Our interest in LiDAR involves acquiring and automatically processing very large-scale scans of buildings. We’re in the process of building an entire 3-D digital model of our campus, although it’s going to take a while. Each scan takes about an hour to acquire, and looks like this:
Although it may look like the building is a solid surface, it’s actually composed of hundreds of thousands of single points; we need to design algorithms to “connect the dots” into building faces. The points are colored based on the image we get from a digital camera attached to the scanner. Since the laser can’t penetrate solid surfaces, a single scan typically has many “shadows” where one object got in the way of another (for example, the tree casts a shadow of missing data on the building in the above example). We need many scans to get an accurate building model, and a key problem is to automatically stitch all the scans together into a single frame of reference. We’ve developed some pretty good algorithms for this problem; this figure shows more than 20 scans of the Voorhees Computing Center automatically stitched together with no human intervention.

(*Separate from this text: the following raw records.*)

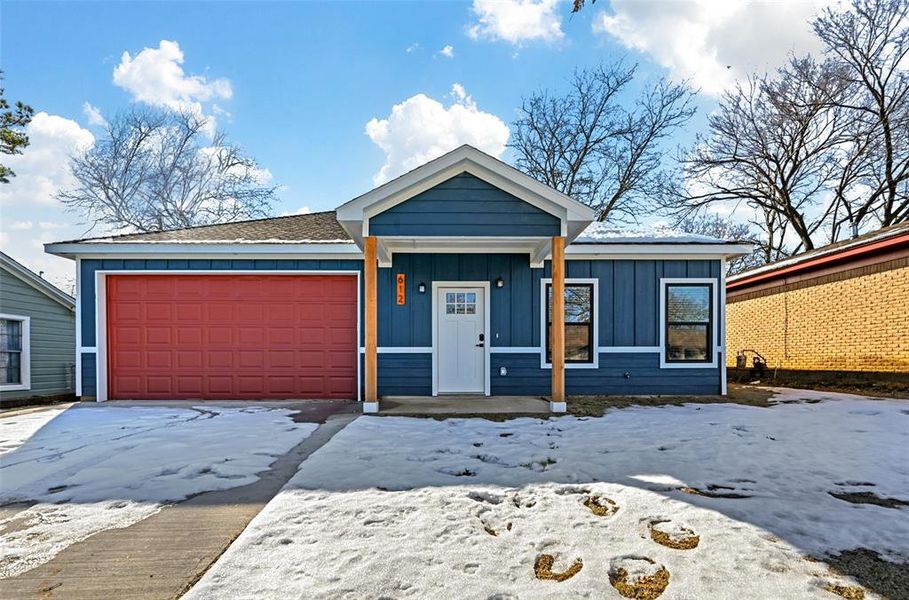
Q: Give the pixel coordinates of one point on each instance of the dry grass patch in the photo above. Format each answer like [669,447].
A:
[542,568]
[849,592]
[601,506]
[682,538]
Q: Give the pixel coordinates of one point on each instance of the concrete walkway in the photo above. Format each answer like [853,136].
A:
[162,556]
[452,405]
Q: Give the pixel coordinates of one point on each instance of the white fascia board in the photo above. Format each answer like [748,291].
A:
[162,250]
[37,283]
[657,250]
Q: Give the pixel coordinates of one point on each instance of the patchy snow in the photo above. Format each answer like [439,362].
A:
[16,429]
[607,233]
[403,507]
[93,468]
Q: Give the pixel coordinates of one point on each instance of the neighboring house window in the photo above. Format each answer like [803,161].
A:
[580,322]
[688,321]
[14,352]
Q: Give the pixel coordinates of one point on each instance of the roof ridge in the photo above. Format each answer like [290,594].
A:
[195,227]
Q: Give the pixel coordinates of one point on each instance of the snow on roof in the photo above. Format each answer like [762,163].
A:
[608,233]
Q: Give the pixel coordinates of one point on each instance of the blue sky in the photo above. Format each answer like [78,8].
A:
[297,83]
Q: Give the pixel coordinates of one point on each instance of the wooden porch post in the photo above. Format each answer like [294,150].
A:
[370,268]
[557,335]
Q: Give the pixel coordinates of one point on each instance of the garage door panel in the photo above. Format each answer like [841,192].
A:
[232,336]
[158,335]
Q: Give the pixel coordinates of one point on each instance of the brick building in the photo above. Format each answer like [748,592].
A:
[843,308]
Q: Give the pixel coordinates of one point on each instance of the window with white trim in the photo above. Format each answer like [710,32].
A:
[688,315]
[580,328]
[14,352]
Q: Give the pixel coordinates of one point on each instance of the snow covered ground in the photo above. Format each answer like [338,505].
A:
[92,468]
[466,508]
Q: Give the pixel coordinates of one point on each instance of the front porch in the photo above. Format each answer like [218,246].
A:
[463,405]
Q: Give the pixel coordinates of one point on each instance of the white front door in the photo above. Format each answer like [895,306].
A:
[461,352]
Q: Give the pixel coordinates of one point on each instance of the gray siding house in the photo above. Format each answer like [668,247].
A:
[37,336]
[463,276]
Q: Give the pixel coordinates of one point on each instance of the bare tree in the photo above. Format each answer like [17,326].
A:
[769,146]
[590,145]
[867,44]
[155,170]
[724,228]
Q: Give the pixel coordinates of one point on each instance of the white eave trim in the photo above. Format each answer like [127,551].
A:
[165,249]
[354,215]
[644,250]
[33,280]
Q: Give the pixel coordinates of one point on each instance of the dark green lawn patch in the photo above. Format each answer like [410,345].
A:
[869,498]
[890,580]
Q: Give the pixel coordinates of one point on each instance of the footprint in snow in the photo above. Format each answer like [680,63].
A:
[571,489]
[638,577]
[601,506]
[487,497]
[463,472]
[673,535]
[542,568]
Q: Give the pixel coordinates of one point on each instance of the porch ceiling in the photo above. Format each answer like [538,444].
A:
[537,248]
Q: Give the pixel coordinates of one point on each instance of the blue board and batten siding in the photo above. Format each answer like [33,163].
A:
[465,206]
[628,317]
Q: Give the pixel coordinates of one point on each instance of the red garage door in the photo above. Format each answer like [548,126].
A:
[232,336]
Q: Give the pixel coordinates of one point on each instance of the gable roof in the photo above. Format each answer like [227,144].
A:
[31,278]
[354,215]
[321,227]
[889,238]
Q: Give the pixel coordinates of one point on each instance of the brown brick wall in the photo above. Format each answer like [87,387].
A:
[852,321]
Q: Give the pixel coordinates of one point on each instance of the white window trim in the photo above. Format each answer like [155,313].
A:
[25,372]
[715,347]
[596,323]
[487,303]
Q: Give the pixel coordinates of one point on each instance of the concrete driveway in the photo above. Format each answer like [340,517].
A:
[161,556]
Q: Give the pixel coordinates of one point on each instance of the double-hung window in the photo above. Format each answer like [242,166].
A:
[688,322]
[14,352]
[580,328]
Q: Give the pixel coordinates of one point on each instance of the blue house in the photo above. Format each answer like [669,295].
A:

We’ve also designed a kind of “visual GPS” algorithm: if we take a picture of an environment, can we automatically tell where we were standing and looking with respect to the LiDAR model? The three pictures below show one of our example results: the top image was taken with a digital camera, but we have no information about where the picture was taken. Our algorithm automatically determines where the picture was taken from, and we can see that the result is correct by looking at the 3-D scan from the perspective predicted by the algorithm (bottom). The algorithm even works when the images are tricky- for example, taken in the middle of the night or after a snowstorm.
We still have many unsolved problems to address. We recently took a few scans of the new EMPAC building on campus. The building is mostly glass, and we found out that some laser beams reflect off the glass surfaces (left wall), many pass through them to hit other objects inside the building (front wall), and some never get reflected back to the scanner at all (right side wall). This makes it difficult to get an accurate idea of where the outside of the building is, and is a challenge for our stitching and image localization algorithms.
We are also particularly interested in a technology called flash LiDAR, which acquires thousands of range points (“frames”) simultaneously, as fast as a video camera. Working with this data will be challenging since either the points in each frame are really close together (like looking through a soda straw) and hence difficult to stitch, or the points will be far enough apart that we won’t really be able to reliably guess what’s in between the points in each frame. We’re currently investigating a representation of the LiDAR data that doesn’t make rigid decisions about where every surface in the environment is, to help us handle these types of problems and deal with complex regions like wires, trees, and fences.
Once we have a good LiDAR representation of an environment, what can we do with it? We hope to be able to detect changes in scenes based on images and scans taken at widely different times and perspectives; to be able to figure out what regions have not been adequately sampled, and where we should put the scanner next; and to detect different kind of objects like vehicles.
The research I described was largely funded by the US Army Intelligence and Security Command, and continues to be funded by my membership in DARPA’s Computer Science Study Group. This included a great opportunity for me to get up-close tours and briefings at military bases and Department of Defense facilities throughout the country; you can read more about it here. For the technical details, our research papers are available here and here. All of the research here was co-advised with my colleague Chuck Stewart in the Computer Science Department. Students involved in this research included Brad King, Eric Smith, Jacob Becker, Ted Yapo, and David Doria.